Immeuble effondré à Surfside

Le corps d’un troisième Canadien retrouvé

Affaires mondiales Canada affirme que le corps d’un troisième citoyen canadien a été retrouvé dans les décombres de l’immeuble effondré de Surfside, en Floride, à la fin juin. Le porte-parole Jason Kung a déclaré vendredi que des agents consulaires aidaient la famille de la plus récente victime canadienne identifiée. Le Ministère n’a pas dévoilé l’identité de cette dernière victime. Il s’agit de l’un des quatre Canadiens qui auraient péri après l’effondrement d’une tour des immeubles « Champlain Towers South » le 24 juin dans la ville situé au nord de Miami Beach. Affaires mondiales a déjà confirmé que trois familles canadiennes distinctes étaient directement touchées par la tragédie. Le 5 juillet, le corps d’Ingrid « Itty » Ainsworth, âgée de 66 ans, originaire de Montréal, et celui de son mari d’origine australienne avaient été retrouvés dans les décombres. Cinq jours plus tard, le corps d’une deuxième victime canadienne avait été retrouvé.

— La Presse Canadienne

Brome-Missisquoi

La députée libérale Lyne Bessette quitte la politique

La députée libérale de Brome-Missisquoi ne sera pas candidate aux prochaines élections fédérales.
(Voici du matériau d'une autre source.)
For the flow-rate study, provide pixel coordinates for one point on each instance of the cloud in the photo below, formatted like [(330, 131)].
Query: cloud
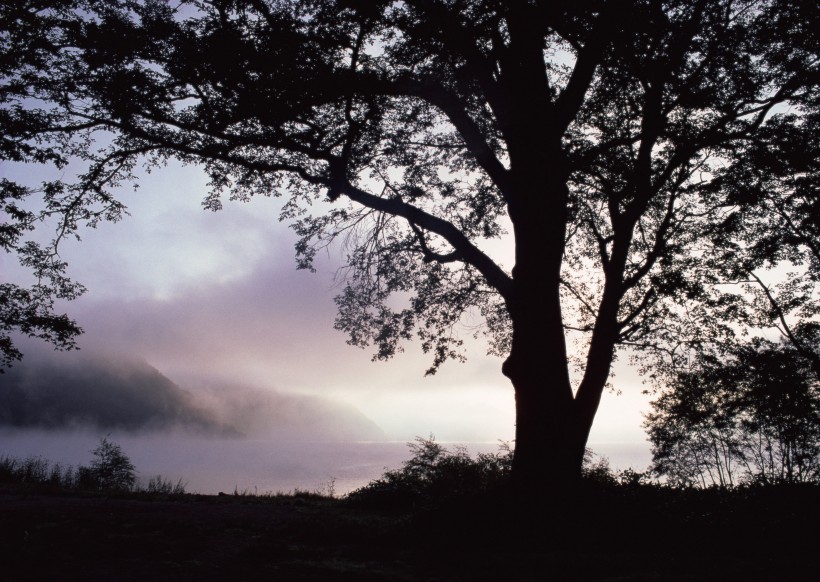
[(72, 390), (59, 392)]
Lyne Bessette en a fait l’annonce sur ses réseaux sociaux, vendredi. Le geste surprend puisque Mme Bessette apparaissait dans la liste de candidats libéraux confirmés pour le prochain retour aux urnes. Le Parti libéral du Canada avait, jusqu’à maintenant, annoncé les candidats dans 37 des 78 circonscriptions québécoises. « Il est temps que je prenne soin de moi. Je quitte la politique pour des raisons personnelles », a écrit la députée sur son compte Facebook, sans donner plus de détails sur ce qui motive son départ. La carrière en politique fédérale de Mme Bessette aura été de courte durée. Élue pour la première fois en octobre 2019, elle a pris le circonscription qui a longtemps été représentée par le libéral Denis Paradis. Lui aussi avait créé la surprise en laissant la place, il y a deux ans. Lyne Bessette était connue, jusque-là, pour ses exploits sportifs en cyclisme.